Thanks to all of you who cooperated by filling out this survey.
John Ennever, MD, PhD
Director, Human Research Protection Program
|Description||Strongly Agree||Agree||Disagree||Strongly Disagree||Not Applicable|
|Q1 The primary role of the IRB
is to protect the rights and safety of human subjects. In reviewing this protocol, the IRB was
appropriately focused on this role.
|81% (82%)||18% (16%)||1% (1%)||0% (0%)||1% (2%)|
|Q2 In reviewing this protocol,
the IRB dealt with me professionally and respectfully.

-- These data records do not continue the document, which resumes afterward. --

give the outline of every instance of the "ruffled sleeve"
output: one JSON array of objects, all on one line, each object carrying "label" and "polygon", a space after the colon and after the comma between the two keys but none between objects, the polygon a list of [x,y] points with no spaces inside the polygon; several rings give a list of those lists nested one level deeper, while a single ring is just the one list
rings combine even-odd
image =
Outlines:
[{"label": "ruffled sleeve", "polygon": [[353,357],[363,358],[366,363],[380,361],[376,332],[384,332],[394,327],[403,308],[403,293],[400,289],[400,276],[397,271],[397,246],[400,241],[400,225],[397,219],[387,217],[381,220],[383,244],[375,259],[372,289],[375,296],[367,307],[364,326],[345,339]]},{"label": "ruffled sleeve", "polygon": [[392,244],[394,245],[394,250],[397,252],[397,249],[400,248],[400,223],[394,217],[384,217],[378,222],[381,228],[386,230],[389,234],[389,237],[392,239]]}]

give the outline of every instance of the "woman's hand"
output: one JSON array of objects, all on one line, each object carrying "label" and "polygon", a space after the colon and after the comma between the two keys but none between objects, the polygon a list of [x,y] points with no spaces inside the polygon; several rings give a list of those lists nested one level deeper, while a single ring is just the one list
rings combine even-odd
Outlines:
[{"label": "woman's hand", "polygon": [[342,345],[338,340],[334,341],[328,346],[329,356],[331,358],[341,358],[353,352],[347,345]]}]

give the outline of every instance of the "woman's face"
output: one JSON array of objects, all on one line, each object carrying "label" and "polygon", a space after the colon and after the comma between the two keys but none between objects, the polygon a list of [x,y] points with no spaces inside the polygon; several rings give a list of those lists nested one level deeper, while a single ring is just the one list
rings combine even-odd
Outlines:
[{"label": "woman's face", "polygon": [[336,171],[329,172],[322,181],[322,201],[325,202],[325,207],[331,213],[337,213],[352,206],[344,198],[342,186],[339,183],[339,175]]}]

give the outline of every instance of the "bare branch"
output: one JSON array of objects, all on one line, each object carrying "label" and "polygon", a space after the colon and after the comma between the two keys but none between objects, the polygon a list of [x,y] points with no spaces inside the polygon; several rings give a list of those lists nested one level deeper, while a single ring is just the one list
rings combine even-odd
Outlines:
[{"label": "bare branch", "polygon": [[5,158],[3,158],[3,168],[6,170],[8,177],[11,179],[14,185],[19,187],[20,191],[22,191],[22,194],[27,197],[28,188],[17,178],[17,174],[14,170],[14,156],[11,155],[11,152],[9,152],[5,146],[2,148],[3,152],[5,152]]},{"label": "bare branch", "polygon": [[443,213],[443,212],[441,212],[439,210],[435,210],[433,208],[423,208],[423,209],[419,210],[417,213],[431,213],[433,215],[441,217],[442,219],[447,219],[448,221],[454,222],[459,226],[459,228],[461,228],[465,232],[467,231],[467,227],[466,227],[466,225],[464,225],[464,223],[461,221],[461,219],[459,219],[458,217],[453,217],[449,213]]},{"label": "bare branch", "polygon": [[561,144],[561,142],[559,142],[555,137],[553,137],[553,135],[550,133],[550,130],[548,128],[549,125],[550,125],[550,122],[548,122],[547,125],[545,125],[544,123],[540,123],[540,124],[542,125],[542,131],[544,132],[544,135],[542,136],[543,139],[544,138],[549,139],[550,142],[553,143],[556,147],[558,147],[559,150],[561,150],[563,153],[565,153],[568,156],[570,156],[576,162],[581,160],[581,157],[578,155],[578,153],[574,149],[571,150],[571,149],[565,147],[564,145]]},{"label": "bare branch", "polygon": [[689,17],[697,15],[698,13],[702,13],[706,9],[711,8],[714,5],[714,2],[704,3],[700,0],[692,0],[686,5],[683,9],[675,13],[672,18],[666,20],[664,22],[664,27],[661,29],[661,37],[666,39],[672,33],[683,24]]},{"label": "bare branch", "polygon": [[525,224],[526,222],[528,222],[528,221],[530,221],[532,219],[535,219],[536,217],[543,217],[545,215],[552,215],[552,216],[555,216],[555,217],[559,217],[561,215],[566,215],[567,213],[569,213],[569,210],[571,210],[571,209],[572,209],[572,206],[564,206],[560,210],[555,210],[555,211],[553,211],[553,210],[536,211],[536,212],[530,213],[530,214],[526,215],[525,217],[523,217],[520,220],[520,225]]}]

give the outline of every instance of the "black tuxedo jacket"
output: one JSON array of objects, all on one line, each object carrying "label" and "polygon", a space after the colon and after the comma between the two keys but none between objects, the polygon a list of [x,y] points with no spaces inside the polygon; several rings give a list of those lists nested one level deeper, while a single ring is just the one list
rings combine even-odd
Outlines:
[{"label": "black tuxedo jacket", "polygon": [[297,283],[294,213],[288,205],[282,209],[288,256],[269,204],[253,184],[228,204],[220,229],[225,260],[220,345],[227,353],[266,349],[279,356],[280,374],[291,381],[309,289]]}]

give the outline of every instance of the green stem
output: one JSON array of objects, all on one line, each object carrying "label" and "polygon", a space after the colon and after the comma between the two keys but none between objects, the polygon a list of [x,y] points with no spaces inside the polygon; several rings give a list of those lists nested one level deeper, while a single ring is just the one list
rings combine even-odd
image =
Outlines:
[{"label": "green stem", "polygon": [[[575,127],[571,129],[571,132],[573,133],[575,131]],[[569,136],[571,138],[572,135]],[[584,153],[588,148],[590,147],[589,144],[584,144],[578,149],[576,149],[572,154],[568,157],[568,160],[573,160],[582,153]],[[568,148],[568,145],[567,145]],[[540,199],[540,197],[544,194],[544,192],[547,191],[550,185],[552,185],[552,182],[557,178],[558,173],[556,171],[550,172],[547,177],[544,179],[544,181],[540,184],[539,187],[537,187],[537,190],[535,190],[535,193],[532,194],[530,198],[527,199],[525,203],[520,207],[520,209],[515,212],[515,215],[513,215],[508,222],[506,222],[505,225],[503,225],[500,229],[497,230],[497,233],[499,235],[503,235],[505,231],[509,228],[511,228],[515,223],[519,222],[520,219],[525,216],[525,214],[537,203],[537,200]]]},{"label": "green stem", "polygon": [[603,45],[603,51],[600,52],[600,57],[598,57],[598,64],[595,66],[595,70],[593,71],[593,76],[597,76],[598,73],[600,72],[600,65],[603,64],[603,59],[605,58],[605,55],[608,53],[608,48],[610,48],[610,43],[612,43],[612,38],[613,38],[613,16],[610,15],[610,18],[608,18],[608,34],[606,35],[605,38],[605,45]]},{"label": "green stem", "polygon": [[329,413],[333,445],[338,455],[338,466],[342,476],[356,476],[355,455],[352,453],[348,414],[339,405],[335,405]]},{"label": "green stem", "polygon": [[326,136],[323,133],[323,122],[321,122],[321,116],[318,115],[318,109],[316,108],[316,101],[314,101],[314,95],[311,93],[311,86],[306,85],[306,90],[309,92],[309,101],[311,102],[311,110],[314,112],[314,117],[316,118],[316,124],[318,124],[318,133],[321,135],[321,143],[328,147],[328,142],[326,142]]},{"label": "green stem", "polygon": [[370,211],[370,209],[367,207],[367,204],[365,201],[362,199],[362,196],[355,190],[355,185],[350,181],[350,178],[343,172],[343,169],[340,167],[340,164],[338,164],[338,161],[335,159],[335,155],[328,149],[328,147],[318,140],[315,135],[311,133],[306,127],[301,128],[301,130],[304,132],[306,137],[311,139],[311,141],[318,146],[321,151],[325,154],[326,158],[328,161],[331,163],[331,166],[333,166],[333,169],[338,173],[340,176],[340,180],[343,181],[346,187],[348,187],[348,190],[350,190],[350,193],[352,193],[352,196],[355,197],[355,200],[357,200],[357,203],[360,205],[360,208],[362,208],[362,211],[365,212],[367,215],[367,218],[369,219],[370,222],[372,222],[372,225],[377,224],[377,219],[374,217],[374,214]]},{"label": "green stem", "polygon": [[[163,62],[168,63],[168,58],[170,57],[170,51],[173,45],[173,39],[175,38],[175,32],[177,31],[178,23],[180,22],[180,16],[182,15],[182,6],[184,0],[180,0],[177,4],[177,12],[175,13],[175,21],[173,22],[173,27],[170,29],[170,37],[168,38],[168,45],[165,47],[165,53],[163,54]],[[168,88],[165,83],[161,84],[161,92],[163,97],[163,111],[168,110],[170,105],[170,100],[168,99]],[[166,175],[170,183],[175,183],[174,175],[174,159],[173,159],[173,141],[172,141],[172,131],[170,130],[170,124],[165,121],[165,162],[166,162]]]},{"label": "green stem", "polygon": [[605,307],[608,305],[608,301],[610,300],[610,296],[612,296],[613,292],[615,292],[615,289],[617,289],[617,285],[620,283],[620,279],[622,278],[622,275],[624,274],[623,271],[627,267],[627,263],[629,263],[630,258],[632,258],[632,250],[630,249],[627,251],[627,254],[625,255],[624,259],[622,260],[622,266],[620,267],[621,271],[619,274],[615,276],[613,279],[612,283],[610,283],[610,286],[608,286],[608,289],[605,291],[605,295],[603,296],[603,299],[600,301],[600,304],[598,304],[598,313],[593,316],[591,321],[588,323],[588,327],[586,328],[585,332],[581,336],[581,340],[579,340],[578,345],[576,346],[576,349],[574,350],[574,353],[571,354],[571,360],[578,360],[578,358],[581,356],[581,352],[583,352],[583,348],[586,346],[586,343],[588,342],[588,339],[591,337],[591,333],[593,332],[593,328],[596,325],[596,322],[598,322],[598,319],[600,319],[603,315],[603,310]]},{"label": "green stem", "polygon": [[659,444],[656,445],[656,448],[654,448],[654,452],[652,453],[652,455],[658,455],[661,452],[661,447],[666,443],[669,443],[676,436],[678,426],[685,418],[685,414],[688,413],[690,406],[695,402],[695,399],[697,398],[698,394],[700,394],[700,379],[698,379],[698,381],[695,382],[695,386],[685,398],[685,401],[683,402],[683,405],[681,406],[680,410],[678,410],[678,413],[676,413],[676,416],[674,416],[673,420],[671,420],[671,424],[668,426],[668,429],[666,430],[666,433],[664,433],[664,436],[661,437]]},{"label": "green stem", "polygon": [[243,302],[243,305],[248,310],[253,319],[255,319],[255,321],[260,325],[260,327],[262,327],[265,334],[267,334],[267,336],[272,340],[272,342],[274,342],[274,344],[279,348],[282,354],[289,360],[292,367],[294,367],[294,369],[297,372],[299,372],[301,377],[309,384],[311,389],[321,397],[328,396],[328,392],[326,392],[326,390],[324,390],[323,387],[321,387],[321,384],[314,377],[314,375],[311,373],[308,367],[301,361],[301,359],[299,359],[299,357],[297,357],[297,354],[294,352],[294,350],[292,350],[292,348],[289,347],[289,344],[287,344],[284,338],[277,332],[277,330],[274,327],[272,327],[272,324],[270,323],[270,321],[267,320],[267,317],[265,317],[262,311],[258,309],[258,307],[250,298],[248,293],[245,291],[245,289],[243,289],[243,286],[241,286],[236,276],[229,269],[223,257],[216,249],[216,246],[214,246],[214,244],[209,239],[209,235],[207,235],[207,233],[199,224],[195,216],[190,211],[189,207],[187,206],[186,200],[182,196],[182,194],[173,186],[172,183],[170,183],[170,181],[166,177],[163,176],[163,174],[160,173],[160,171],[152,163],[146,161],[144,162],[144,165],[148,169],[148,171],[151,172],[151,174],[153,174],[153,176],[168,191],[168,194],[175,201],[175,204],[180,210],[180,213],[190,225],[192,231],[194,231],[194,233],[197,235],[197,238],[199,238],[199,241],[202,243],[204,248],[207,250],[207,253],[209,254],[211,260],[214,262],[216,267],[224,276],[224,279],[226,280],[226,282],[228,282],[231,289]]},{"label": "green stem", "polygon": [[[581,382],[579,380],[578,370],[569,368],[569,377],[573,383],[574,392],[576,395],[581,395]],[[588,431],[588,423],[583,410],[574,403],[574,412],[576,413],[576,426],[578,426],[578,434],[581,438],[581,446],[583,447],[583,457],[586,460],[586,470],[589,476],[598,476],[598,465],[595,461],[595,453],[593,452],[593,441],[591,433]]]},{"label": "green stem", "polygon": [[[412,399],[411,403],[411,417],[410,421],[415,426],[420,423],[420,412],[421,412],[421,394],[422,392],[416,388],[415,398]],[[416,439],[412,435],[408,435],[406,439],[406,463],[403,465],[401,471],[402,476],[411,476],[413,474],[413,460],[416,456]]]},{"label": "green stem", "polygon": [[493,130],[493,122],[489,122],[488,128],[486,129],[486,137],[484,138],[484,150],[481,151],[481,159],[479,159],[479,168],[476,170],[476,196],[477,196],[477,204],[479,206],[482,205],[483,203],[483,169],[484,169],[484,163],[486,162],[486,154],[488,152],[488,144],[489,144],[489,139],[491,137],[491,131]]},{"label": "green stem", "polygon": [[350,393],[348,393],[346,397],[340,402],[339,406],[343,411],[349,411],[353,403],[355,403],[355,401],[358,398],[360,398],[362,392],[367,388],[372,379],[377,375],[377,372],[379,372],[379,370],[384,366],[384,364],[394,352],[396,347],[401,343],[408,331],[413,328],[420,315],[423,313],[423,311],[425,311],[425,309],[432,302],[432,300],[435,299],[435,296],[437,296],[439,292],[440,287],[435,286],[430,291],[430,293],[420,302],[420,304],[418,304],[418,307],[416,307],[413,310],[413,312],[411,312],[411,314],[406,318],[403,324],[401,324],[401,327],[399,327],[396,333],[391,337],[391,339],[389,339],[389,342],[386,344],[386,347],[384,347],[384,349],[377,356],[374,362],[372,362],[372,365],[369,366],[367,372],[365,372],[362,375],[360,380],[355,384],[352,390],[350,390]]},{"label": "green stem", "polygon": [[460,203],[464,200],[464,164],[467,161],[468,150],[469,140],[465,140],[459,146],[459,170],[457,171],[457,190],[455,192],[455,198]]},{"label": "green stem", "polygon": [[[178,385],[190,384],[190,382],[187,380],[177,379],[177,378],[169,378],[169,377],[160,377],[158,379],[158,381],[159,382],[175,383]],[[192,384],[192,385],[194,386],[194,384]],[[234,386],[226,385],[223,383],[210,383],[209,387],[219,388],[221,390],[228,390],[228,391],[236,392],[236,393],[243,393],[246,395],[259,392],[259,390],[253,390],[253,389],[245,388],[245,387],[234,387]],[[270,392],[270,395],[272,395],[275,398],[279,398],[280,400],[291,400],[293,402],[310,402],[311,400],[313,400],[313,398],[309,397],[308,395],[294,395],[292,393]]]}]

|61% (54%)||8% (6%)||0% (0%)||0% (0%)||31% (40%)|
|Q3 Given the details of this protocol, this review time was acceptable.||56% (60%)||36% (31%)||8% (9%)||0% (1%)||0% (0%)|
|Q4 For this protocol, the IRB focused on helping me overcome regulatory challenges rather than just pointing out regulations.||41% (36%)||10% (11%)||2% (0%)||0% (0%)||47% (53%)|
|Q5 The IRB often requests
modifications or clarifications from investigators before they can approve a protocol. For this protocol, those requests were clear, and I understood what the IRB was asking me to do.
|62% (62%)||21% (20%)||4% (1%)||0% (1%)||13% (16%)|
|Q6 For this protocol, I found the INSPIR software platform understandable and easy to use.||35% (27%)||47% (50%)||14% (17%)||3% (5%)||1% (1%)|
The numbers in parentheses represent the ratings from the July-December 2019 survey.